Dan Donahue bio photo

Dan Donahue

Musician. Traveler. Programmer.

LinkedIn Github Stackoverflow

In most applications, developers use integers as their primary keys. And why not? They're dead simple. Most databases have a mechanism with which they can auto-generate these ids, they're a native language construct in every language imaginable and they work. They're also small data types - 4 bytes for an integer - so they don't take up too much space and perform slightly faster when you query.

GUIDs, however, have some benefits that are hard to ignore. And in fact, when building a system with disparate services that are autonomous, it's actually easier to use them than what you're used to. Allow me to explain.

The biggest benefit from a service-oriented standpoint is that they are generated on the client rather than the server. This means you don't have to go to the database to get the next available id. That's quite important. When your data is organized into discrete services, it's quite often the case that the data which makes up a concrete, real world entity is split up between different services. As an example, take the often used Order object in an ecommerce system. In a service-oriented architecture, it could be the case that the shipping address belongs to the Shipping service and the billing address and credit card details belong to the Billing service. And while we will not make a foreign key reference to the data in another BC, you will need an identifier that lets you know that you're working with the same concrete concept/entity in both subsytems. That's where client id generation comes in handy.

Another nice benefit of GUIDs is right in the name - they are GLOBALLY unique. That means that the id given to an entity in your system is globally unique to that entity, not just other entities of the same type. In concrete terms, imagine you have an Order with id = 1 and a Product with id = 1. That happens fairly frequently. Not the case when using GUIDs. Your order will have an id that is unique throughout the entirety of the system.
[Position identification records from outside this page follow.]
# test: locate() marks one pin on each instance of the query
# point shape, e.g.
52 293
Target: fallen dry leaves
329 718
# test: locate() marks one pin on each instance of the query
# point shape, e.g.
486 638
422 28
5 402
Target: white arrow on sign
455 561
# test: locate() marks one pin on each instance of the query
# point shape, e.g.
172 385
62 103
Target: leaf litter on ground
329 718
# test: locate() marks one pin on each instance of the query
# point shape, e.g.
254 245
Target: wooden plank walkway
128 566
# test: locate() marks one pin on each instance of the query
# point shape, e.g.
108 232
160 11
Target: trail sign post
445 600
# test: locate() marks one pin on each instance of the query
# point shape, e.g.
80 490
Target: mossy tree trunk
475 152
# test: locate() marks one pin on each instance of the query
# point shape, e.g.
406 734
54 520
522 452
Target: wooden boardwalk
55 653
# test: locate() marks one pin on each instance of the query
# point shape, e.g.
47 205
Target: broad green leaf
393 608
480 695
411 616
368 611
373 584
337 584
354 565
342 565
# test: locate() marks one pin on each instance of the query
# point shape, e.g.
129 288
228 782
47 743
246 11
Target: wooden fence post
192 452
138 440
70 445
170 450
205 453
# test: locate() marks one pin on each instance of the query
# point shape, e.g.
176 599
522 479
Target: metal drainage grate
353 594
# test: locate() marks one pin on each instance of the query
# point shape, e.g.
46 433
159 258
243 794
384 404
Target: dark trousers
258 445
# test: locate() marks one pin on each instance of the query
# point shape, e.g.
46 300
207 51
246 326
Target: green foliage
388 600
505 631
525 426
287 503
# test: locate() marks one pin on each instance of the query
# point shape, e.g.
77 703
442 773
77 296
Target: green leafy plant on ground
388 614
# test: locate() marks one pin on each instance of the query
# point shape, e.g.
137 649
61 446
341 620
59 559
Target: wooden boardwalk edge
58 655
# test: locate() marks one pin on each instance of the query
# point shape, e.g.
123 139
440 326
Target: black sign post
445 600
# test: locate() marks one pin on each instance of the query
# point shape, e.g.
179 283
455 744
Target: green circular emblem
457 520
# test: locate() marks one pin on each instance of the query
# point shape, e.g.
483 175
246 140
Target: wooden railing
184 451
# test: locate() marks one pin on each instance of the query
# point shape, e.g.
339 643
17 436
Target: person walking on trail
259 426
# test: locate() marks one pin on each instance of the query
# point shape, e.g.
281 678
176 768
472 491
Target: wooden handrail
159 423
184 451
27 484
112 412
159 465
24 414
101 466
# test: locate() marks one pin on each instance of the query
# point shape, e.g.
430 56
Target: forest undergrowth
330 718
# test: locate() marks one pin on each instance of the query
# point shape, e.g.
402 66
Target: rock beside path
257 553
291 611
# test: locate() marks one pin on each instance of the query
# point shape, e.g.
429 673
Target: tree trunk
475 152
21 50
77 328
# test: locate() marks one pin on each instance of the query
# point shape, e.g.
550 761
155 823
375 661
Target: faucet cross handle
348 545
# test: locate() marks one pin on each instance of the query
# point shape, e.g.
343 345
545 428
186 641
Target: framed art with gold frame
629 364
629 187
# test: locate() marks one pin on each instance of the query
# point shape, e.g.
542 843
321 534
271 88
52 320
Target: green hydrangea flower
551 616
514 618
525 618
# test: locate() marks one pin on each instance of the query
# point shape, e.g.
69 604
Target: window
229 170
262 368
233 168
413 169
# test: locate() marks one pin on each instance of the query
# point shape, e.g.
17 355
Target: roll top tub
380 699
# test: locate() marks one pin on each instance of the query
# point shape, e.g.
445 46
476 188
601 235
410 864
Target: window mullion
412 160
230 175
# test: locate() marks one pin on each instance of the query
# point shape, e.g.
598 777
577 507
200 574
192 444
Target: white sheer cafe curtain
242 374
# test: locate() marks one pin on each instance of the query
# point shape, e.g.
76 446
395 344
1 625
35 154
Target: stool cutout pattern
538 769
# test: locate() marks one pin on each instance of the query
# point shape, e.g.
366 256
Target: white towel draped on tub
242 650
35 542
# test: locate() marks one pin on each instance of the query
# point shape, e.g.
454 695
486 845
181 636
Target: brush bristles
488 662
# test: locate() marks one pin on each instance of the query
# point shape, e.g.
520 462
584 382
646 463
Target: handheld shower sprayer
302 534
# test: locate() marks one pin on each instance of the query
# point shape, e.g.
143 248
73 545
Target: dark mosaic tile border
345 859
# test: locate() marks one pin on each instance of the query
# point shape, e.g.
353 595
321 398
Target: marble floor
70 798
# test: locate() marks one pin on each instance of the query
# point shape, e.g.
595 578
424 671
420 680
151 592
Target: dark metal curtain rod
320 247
That is useful. Anywhere that GUID is in your data, you can trace it back to the exact entity that it relates to. There's no chance of seeing an id = 5 and needing extra information to determine WHICH entity type it is referring to.

A third benefit of using GUIDs is that as soon as data enters your system, you can identify it. This is not the case with db-generated ids. Until first save, you can have a new entity in your system that has no identity. That's a strange thing to think about. The flip side of the argument is that until it's saved, does it really exist? Discarding a GUID that you've generated is not a big deal. You're not really wasting something that you have such a large supply of. But think about most systems being developed. Before an Order is saved, it has no id. That's strange to think about. You can perform actions on an object living in the system that can't be identified. Sure - it doesn't often happen that way in practice, but it does seem to map more closely to the real world that an object in your system has identity from the moment it is born.

A few things to note. When people first hear about generating on the client, they have a few concerns. The first being the chance of collision - meaning the worry that the client may generate the same GUID twice. Taken from the wikipedia page on GUIDs, "Assuming uniform probability for simplicity and that every second, every person on earth generated one million GUIDs, it would statistically take far longer than the current age of the universe to generate two identical GUIDs." I feel pretty confident in that.

The other concern is that ints can perform better in JOINs when querying the database because they can be more easily indexed. This is true. But remember - if you've done SOA correctly, you won't be running JOINs on data outside of your autonomous service so this is negligible. And yes, they do take up more space in the database for sure, but space is pretty cheap these days.

So think about GUIDs for ids. They're not ONLY for databases that hold more data than your int/long data type can support. They're going to give you benefits which make moving to SOA much easier.